Item 1:
A week or so ago, ADV announced that they’d licensed the TV series Air as well as the movie. I don’t know if they licensed the Air Summer Special or not, but seeing how this was based on those “visual novel” (dating-sim) games, the conventional wisdom was that the series would never be licensed in the U.S. (niche audience, extreme licensing costs). So it is amazing that ADV would license both the TV series and the movie. If it does well for ADV, we might see Kanon (2006) licensed. While I really liked Air, Kanon would be the title I’d really want. Now, if only ADV would make full use of honorifics in their subtitles. ?
Item 2:
Well, looks like SciFi wants to get back into the anime game by having an anime block on their network for Monday nights (full story here). The thing is that only Manga Entertainment licensed (and possibly distributed) titles will be shown in the block. I laughed out loud at this quote, “The content comes from Manga, one of three major U.S. anime distributors…” Well, how do they come up with that? I would argue that FUNimation, ADV, Geneon, and Viz are bigger than Manga when it comes to titles.

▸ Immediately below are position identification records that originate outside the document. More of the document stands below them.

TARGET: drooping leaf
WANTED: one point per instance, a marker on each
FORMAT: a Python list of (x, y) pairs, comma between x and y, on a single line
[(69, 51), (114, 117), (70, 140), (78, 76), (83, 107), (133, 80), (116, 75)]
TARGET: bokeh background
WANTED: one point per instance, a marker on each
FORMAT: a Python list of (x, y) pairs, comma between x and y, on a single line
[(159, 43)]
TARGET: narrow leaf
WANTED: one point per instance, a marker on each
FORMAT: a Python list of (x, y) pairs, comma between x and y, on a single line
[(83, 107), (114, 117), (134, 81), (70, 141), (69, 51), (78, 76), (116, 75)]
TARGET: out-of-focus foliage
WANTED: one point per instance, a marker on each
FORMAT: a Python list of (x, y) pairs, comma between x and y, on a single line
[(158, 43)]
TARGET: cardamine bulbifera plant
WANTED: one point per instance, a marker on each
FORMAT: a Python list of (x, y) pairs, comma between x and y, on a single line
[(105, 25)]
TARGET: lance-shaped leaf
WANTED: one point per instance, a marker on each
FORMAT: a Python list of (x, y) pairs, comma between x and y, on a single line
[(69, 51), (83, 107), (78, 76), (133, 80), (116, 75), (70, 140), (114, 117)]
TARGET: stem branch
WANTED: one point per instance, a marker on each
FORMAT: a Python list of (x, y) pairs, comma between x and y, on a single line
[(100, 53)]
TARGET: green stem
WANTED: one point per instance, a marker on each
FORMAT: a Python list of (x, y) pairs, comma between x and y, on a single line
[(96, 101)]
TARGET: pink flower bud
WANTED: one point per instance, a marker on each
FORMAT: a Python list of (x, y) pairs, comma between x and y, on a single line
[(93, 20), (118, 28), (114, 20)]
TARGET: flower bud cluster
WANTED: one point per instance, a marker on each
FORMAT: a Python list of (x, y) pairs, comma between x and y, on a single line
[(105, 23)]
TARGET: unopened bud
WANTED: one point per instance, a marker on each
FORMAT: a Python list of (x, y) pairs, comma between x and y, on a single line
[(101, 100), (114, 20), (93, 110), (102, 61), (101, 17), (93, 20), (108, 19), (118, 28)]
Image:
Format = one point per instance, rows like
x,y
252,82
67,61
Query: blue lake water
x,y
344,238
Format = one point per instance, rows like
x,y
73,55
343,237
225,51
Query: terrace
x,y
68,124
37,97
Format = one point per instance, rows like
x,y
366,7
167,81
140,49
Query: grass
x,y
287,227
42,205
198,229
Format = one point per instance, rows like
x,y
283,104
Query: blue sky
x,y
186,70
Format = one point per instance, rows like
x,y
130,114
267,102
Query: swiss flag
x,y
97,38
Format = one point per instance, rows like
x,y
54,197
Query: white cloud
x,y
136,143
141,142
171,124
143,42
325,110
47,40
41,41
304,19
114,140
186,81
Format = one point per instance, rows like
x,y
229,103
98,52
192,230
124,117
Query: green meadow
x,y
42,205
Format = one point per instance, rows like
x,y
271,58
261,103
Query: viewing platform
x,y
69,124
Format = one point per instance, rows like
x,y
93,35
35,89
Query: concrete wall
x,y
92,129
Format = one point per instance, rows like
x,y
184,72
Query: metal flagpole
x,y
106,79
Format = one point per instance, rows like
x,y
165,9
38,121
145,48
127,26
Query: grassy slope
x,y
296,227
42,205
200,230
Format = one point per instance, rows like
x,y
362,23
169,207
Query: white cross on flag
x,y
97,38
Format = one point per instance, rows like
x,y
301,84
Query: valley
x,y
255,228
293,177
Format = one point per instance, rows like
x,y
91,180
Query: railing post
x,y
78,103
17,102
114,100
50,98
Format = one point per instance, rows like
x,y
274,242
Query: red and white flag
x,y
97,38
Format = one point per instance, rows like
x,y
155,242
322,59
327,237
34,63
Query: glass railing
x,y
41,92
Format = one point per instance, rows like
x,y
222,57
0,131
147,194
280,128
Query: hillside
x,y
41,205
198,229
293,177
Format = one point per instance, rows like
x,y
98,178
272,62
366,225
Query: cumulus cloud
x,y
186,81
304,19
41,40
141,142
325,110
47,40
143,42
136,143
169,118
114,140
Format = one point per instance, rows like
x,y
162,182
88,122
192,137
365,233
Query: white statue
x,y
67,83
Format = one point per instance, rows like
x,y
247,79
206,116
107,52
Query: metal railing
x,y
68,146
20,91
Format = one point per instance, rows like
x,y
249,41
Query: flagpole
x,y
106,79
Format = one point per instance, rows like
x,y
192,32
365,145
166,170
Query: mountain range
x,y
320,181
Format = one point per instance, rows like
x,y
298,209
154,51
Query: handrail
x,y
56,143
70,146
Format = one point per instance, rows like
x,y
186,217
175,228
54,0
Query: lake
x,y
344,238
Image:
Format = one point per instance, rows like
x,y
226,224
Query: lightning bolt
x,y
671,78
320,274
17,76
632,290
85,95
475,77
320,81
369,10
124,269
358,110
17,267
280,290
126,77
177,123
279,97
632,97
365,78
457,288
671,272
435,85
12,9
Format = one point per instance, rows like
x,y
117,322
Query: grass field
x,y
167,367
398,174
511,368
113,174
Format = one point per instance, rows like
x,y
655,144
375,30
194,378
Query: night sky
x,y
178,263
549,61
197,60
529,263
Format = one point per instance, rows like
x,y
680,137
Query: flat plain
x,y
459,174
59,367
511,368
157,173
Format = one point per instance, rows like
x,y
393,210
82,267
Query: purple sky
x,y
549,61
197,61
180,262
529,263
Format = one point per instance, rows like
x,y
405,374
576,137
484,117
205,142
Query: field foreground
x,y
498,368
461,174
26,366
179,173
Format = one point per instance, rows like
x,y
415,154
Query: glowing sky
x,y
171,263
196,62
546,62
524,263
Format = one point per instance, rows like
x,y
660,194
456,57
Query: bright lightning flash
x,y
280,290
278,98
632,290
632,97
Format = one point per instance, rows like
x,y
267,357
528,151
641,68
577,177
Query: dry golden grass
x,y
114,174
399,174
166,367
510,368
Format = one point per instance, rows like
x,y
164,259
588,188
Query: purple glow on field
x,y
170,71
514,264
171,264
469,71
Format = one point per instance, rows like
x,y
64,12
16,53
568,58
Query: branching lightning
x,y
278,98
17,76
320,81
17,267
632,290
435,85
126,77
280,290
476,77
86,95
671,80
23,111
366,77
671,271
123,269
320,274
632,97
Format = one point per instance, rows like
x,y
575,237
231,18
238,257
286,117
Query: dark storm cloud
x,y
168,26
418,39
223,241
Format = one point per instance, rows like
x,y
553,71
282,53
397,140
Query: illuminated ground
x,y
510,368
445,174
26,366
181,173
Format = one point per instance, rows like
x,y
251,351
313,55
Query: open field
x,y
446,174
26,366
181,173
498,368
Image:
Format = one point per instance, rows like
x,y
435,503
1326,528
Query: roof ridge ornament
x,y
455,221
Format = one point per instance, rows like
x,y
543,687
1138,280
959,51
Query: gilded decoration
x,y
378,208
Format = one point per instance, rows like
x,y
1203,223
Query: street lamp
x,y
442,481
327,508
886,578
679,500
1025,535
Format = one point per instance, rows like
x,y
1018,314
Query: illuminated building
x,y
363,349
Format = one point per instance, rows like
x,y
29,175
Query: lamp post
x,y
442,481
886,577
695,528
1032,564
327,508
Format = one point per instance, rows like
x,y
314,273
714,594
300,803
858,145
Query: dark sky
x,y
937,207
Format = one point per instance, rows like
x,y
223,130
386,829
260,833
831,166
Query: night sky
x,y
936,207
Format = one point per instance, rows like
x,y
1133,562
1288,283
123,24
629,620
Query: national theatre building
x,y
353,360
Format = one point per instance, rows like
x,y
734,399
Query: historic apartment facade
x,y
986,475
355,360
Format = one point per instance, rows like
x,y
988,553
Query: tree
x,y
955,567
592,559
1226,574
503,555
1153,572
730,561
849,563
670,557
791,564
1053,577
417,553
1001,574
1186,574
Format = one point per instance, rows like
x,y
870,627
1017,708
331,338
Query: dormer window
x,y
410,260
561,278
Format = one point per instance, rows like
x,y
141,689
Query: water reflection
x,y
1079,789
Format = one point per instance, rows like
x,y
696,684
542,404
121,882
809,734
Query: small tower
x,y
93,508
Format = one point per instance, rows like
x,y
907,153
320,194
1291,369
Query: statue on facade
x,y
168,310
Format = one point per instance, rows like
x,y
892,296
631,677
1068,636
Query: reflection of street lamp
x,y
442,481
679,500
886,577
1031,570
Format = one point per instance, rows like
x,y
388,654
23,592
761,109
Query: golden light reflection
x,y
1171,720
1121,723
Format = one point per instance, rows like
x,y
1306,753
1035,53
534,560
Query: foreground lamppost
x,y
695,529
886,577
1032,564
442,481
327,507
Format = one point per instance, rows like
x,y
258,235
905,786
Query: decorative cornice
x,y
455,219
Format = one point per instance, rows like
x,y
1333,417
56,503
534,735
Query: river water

As I look over the list of Manga titles, I see I only own one — Castle of Cagliostro. I’ve seen several others but to be honest, there’s not a lot there (and certainly nothing in the “hot and new” category). I’m surprised SciFi is apparently planning to air the OAVs and movies movies due to the constraints of the 30-minute TV block (baring being edited for time or the title clocking in at roughly 24-minutes). I remember that Cartoon Network used to air OAVs but quit because it messes up the scheduling blocks. It will be interesting to see how this goes.